Of Italian origins, Théodore Valério was born in the Moselle region of eastern France, not far from the border with Luxembourg, and entered the Parisian studio of Nicolas-Toussaint Charlet in 1834. The two artists soon became friends, and in 1836 travelled together on a sketching tour of Germany, Switzerland and Italy. Valério made his public debut in 1838, at the age of nineteen, at the Salon des Artistes Vivants. He continued to exhibit at the Salons until his death, winning a third-class medal in the category of engraving in 1859. A painter, engraver and draughtsman, he produced landscapes, genre scenes and military subjects. He was an inveterate traveller, and in the 1840s and 1850s made extensive tours of Italy, Switzerland, Germany, Austria, Hungary and Romania, as well as the Balkans and Turkey. During the Crimean War Valério was attached to the Ottoman army commanded by Omar Pasha, and produced drawings and watercolours of the conflict, notably the siege of Sebastopol, as well as of the multitude of soldiers and civilians from across the Ottoman Empire who made up the Sultan’s army.

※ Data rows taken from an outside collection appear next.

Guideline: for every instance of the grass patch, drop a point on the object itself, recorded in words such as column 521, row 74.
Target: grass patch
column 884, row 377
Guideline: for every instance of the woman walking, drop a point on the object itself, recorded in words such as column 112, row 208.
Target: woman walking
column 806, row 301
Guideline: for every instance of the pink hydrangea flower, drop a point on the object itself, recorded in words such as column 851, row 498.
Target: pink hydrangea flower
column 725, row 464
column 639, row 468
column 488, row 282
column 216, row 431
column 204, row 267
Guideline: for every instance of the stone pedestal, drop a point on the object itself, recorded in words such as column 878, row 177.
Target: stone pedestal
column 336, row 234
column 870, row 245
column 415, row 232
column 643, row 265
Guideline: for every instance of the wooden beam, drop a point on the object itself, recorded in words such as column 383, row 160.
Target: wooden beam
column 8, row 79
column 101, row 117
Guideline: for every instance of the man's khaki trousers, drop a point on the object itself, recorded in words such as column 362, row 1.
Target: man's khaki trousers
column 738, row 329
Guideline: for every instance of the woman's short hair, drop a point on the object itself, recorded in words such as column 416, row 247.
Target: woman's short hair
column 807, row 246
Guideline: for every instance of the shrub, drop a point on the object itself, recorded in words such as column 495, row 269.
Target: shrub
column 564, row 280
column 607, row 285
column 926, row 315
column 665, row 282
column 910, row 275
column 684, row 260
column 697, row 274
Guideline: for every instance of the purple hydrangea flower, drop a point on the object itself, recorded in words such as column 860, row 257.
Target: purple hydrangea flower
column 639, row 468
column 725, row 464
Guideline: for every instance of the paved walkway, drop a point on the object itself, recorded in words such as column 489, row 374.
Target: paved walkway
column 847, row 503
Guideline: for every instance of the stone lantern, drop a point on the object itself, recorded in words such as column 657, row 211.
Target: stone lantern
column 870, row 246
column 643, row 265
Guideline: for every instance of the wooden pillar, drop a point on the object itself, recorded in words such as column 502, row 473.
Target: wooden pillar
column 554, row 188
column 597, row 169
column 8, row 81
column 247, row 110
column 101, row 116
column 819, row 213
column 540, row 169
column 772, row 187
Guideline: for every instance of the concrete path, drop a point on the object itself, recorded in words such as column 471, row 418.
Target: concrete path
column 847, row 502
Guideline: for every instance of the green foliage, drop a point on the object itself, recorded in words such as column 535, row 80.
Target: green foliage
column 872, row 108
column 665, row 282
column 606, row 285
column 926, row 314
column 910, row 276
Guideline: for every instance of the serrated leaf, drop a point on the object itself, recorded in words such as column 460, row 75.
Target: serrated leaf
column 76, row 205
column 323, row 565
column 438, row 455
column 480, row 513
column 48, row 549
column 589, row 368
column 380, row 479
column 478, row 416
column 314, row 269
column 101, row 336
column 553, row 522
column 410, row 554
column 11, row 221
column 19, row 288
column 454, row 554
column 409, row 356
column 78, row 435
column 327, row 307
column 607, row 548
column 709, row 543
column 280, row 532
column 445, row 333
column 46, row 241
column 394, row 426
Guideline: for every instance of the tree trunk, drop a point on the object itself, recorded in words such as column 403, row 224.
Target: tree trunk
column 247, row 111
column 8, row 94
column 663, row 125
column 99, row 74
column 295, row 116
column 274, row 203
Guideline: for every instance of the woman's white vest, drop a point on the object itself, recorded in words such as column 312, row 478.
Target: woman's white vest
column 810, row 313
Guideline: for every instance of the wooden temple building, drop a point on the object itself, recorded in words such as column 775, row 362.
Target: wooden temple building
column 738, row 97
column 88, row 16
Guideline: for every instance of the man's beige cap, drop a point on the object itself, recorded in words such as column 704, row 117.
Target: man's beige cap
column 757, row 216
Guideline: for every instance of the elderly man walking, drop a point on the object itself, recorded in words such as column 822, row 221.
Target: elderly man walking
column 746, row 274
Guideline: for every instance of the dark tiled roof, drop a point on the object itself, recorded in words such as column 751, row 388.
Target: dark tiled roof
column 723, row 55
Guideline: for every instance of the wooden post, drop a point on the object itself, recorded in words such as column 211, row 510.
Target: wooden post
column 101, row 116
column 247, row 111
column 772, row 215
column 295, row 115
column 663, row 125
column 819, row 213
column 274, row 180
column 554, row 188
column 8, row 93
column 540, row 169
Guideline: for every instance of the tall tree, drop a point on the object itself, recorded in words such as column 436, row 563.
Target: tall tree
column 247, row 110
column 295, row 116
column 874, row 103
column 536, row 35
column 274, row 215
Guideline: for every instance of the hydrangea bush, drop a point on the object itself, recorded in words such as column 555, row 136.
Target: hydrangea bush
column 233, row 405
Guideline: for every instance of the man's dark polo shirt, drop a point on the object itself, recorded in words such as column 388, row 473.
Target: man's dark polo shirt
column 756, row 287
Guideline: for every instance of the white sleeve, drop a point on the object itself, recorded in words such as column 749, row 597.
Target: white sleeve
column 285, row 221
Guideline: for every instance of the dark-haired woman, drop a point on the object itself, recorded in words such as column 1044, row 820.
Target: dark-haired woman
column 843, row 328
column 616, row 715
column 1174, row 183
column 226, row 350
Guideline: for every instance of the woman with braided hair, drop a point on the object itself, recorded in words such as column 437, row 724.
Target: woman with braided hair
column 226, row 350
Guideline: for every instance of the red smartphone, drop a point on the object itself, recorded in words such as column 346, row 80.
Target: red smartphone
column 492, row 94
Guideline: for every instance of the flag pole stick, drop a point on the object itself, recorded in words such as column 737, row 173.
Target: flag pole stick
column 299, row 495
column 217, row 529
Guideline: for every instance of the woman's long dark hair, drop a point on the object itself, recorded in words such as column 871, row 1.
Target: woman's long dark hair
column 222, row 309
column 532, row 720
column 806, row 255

Valério made numerous drawings and studies of the exotic costumes and features of the peoples that he saw on his travels, particularly in the countries of Eastern Europe and the Austro-Hungarian empire. He was far, however, from being a pampered tourist. Travelling either on foot or horseback, and venturing far from major cities, the artist lived and dined among the rural peasantry and nomadic peoples of the region, of which he produced many insightful and sympathetic drawn portraits. These documentary works were praised by the critic Théophile Gautier, who saw Valério as an artist-ethnographer, and a large group of drawings and watercolours by the artist – mainly portraits executed on trips to Hungary and the Balkans between 1851 and 1854 - were exhibited at the Exposition Universelle in Paris in 1855, to considerable acclaim, and were purchased by the State; these are today in the collection of the Ecole des Beaux-Arts in Paris. Many of Valério’s drawings and genre scenes were also reproduced in the form of albums of lithographs or etchings, notably Les Populations des provinces danubiennes en 1854, published in Paris around 1855. Valério also published an account of his travels, entitled ‘Essais ethnographiques sur les populations hongroises’, in the magazine L’Artiste in 1858. The artist spent much of his later years in Brittany, which he had first visited in 1843, and also spent some time in England before his death in 1879. The following year, a sale of some of the contents of his studio, including sixty paintings and numerous drawings, was held in Paris.

Provenance

Among the contents of the artist’s studio at the time of his death The Valerio studio sale, Paris, Hôtel Drouot [Pillet], 12-14 February 1880 (lot number unidentified).